Deputies were advised that a female who had previously burned down her house was walking around a southwest-side neighborhood in a black bathing suit. The woman had been seen on her hands and knees in the middle of a local dirt-road intersection.

Deputies found the subject sitting on the side of a dirt road, apparently talking to a nonexistent individual. On the ground next to her were an empty white trash bag, a bag of pinto beans, a rolled-up bag of chips, a bag of cereal without the box, a bag of bread, a 2-liter bottle of water and a glass pipe.

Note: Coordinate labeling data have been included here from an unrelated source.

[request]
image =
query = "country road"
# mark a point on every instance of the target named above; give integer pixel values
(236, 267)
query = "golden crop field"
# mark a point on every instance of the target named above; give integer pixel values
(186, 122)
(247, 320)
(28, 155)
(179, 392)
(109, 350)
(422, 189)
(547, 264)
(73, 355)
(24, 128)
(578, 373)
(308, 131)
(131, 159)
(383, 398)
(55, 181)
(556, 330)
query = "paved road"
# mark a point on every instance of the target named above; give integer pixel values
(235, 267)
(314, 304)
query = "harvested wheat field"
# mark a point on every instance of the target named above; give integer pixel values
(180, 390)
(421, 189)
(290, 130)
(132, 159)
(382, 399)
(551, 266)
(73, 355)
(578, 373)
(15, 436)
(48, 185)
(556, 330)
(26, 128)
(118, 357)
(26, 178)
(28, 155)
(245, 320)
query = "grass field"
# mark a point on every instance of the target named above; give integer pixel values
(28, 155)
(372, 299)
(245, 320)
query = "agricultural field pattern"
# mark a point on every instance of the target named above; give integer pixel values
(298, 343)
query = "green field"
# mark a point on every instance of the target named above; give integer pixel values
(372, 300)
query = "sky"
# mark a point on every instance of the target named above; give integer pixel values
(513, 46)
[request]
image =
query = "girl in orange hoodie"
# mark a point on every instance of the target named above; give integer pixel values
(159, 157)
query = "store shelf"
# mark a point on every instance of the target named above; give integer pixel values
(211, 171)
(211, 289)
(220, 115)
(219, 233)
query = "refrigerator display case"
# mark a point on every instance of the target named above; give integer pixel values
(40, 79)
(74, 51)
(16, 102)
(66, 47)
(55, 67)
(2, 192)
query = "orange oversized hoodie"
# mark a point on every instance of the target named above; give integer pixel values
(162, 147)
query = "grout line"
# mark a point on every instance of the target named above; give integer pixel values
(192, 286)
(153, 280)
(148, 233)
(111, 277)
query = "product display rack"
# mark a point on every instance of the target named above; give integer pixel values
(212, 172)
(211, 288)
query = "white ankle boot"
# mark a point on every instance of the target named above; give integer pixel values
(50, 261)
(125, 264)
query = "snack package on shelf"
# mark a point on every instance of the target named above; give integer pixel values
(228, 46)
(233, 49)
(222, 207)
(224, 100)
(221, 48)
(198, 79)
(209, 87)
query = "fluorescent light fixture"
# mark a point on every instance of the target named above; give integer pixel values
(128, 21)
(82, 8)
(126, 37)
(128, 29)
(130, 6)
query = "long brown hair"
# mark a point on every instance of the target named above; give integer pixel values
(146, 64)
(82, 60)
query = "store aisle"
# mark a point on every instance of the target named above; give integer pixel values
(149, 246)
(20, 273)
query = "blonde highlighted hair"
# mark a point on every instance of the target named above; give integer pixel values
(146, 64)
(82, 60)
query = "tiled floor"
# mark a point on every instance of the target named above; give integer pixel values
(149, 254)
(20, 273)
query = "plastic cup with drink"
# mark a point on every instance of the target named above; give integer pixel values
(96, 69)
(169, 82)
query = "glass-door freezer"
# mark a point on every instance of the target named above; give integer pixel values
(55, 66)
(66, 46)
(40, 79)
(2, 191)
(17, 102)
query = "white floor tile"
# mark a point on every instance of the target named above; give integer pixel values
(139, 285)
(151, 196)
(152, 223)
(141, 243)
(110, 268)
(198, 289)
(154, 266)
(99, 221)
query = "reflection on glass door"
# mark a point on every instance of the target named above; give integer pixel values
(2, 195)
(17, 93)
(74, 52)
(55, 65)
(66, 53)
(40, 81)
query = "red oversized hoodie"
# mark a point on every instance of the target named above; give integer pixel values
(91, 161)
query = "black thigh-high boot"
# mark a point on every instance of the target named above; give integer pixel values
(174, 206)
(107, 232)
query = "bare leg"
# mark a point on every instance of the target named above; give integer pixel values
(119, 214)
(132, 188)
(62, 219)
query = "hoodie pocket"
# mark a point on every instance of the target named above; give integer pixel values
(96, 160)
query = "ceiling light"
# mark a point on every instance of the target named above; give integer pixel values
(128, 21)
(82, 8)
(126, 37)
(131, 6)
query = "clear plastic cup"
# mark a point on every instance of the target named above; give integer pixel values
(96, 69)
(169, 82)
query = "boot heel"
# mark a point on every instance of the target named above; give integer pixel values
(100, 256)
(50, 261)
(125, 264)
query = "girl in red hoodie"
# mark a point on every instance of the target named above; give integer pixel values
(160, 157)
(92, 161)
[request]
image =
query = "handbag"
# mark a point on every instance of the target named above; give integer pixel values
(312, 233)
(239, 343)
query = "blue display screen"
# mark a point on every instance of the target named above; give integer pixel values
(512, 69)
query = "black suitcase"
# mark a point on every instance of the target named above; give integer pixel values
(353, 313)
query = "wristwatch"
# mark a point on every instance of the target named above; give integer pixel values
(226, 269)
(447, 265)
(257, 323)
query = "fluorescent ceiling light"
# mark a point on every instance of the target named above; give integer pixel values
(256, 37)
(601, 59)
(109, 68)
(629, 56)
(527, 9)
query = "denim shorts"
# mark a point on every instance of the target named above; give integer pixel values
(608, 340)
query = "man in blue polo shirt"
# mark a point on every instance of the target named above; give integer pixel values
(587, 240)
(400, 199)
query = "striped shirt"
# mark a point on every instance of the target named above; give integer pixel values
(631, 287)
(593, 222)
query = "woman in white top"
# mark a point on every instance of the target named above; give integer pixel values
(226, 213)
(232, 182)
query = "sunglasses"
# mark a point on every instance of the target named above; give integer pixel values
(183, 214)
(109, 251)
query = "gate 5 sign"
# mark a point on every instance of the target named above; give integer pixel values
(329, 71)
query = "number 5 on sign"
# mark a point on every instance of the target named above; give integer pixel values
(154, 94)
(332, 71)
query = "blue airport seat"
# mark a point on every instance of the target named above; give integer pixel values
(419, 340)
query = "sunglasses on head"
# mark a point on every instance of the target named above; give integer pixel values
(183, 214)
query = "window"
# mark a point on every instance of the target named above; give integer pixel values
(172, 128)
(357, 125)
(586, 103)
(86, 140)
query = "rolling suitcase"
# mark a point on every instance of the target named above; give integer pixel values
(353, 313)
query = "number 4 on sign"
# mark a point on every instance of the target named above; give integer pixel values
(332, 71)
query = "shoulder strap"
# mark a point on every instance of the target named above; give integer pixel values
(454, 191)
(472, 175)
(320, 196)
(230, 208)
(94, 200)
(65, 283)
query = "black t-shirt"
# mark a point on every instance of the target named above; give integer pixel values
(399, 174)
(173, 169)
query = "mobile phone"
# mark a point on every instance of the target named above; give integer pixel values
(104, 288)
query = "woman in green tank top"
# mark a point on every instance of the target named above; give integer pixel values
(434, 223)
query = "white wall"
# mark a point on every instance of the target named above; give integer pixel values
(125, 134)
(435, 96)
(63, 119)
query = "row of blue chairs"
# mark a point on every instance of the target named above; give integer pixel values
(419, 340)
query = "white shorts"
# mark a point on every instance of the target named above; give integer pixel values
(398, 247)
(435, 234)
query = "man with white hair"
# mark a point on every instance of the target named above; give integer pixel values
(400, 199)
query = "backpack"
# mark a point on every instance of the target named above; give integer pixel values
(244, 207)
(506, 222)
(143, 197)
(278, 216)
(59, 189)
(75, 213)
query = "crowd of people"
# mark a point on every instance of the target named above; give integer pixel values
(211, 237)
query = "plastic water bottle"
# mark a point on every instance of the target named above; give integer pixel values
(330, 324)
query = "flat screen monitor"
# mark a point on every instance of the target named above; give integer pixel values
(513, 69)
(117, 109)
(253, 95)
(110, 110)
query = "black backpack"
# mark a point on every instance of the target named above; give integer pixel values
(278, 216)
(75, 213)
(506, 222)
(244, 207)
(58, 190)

Asked about her activities, the woman reportedly said she had been walking to visit a friend named Bucky and now was just "hanging out under a tree" and thinking while apparently resting. She said a friend named Paul might have been with her just then, but she could not remember. She then went on to speak about her family.

One deputy described her as "all over the place." She appeared to be sunburned and had apparently been outside for hours.

After being read her rights, the subject said she did not want to talk to the deputy, because her dad had always told her not to do that.

Asked if the glass pipe was hers, she said no—she had taken it from her brother's house without permission, "because she just does things like that; she just takes things when people do not want her to."

The deputy told her she would be charged with possession of drug paraphernalia; she said that would be fine.

She was cited and released her to her friend Bucky, who came to pick her up.


GONE BUT NOT UNREPORTED

WEST DESERT LAUREL LANE

SEPT. 20, 1:33 P.M.

Three taggers adorned a local wall with some surprisingly appropriate graffiti, according to a PCSD report.

The reportee said three young males pulled up in a gold Saturn and stopped near the wall just north of his residence. One male subject allegedly exited the vehicle, spray-painted the wall and got back into the car, at which point the subjects disappeared.

Deputies got the license plate number of the car and found the associated residence, but the subjects were nowhere to be found, and no one the deputies talked to had any information. The vehicle could not be located.

The graffiti read "GONE" in large bubble letters, with "gone" written again in smaller, normal handwriting, with some squiggly lines coming out of the word.